The film as scripted and directed is essentially a modern update to Bull Durham set in the hard-charging world of men’s tennis. The film is more concerned with the two male tennis pros (played by Mike Feist and Josh O’Connor). Their relationship seems to be pulled from the much more complex relationship of Y Tu Mama Tambien’s male counterparts who lust after a woman beyond their league (more succulently their universe). Think of the highlight/mix tape version of those two films mashed together resulting in something less articulate and complex.
This is where all the issues of the film come up. There is nothing we haven’t seen and done better than it’s done here. Nothing is sexy. Nothing is complex. Nothing is challenging. Director Guadagnino does his best to elevate the material, sort of. There is something that feels amiss here. None of what could have made this a truly wicked tale of sex (not love, there is no love here) triangle of three selfish gorgeous people (are there any other kind of gorgeous person?) vying for power is present here. There’s a few laughs. A few naughty moments. A few arguments. One long tennis match. That’s it.

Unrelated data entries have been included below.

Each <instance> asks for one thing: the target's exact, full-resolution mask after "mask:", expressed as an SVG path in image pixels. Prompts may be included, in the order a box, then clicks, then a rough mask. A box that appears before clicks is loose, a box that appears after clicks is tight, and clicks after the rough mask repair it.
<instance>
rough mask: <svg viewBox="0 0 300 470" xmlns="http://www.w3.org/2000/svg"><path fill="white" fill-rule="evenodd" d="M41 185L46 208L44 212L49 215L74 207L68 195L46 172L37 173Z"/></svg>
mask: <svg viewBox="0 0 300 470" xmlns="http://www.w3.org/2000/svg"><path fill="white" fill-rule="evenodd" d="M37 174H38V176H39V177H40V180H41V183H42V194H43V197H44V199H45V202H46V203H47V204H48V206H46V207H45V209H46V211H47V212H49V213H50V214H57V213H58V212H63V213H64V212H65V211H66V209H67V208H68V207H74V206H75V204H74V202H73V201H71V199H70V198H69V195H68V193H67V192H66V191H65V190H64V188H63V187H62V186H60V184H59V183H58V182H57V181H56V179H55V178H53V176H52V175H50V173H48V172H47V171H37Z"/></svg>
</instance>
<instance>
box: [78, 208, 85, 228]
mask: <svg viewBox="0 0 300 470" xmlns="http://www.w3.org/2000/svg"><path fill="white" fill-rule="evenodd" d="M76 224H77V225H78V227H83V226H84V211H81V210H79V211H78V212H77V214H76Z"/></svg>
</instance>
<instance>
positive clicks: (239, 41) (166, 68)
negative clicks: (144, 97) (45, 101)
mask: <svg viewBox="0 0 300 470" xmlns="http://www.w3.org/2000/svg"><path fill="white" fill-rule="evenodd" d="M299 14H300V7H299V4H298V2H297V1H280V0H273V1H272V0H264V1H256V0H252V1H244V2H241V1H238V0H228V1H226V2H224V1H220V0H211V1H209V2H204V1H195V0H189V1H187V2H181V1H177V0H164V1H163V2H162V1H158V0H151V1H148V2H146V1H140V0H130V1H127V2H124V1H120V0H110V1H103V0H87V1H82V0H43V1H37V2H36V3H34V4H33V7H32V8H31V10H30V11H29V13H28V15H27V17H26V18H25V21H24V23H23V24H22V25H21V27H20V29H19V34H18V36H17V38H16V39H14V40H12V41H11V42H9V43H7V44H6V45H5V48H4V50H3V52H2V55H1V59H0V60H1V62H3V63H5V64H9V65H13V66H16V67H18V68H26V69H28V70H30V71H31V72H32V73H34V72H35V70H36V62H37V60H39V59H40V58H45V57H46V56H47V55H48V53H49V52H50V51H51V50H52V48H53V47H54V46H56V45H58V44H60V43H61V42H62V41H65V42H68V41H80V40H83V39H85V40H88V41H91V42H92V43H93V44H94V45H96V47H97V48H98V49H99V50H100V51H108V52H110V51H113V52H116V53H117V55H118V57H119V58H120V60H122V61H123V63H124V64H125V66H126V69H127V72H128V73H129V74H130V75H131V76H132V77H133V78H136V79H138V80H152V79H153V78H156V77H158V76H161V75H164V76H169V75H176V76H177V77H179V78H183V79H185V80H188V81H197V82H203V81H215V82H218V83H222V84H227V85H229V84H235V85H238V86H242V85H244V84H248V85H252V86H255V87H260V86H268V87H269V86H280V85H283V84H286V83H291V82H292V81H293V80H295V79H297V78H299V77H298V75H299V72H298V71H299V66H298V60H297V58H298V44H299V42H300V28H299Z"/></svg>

The primary issue with Challengers is its refusal to tell the story that it should have told. The only character that anyone cares about from the opening moments is Zendaya’s Tashi Duncan. An alpha’s alpha (think Serena Williams) who has no time for boy’s games of courtship and concedes just because she finds the competitive nature in line with what she needs. Though the script by Justin Kuritzkes cares nothing of Duncan nor telling her story.
Rather the script finds the battles of Art Donaldson (Feist) and Patrick Zweig (O’Connor) the story it needs to tell. One can feel the film drag into a perfunctory cliché sports story by the time they sideline Tashi and Zendaya with the injury and all the cliches that come with it. The star does everything she can to elevate the film. Every moment she’s in though becomes a supporting moment for Feist and O’Connor and their back and forth for the affections of Duncan. Hampered by these moments the film falters and never recovers to the heights of the first thirty minutes when one thinks the film is leading to a more complex character study.
Special mention does need to be made of Composers Trent Reznor and Atticus Ross for their propulsive score, and the ace Cinematography of Sayombhu Mukdeeprom. Their collaboration with Guadagnino along with the adroit editing of Marco Costa keeps things move in the robust 131-minute runtime.
In the end similar to Dune 2, Challengers biggest asset, Zendaya remains sidelined for most of the film and relegated to supporting her male co-stars. Here though, the star shines brighter than all. One hopes that Zendaya finds something that will not just challenge her but give her the superstar treatment she deserves.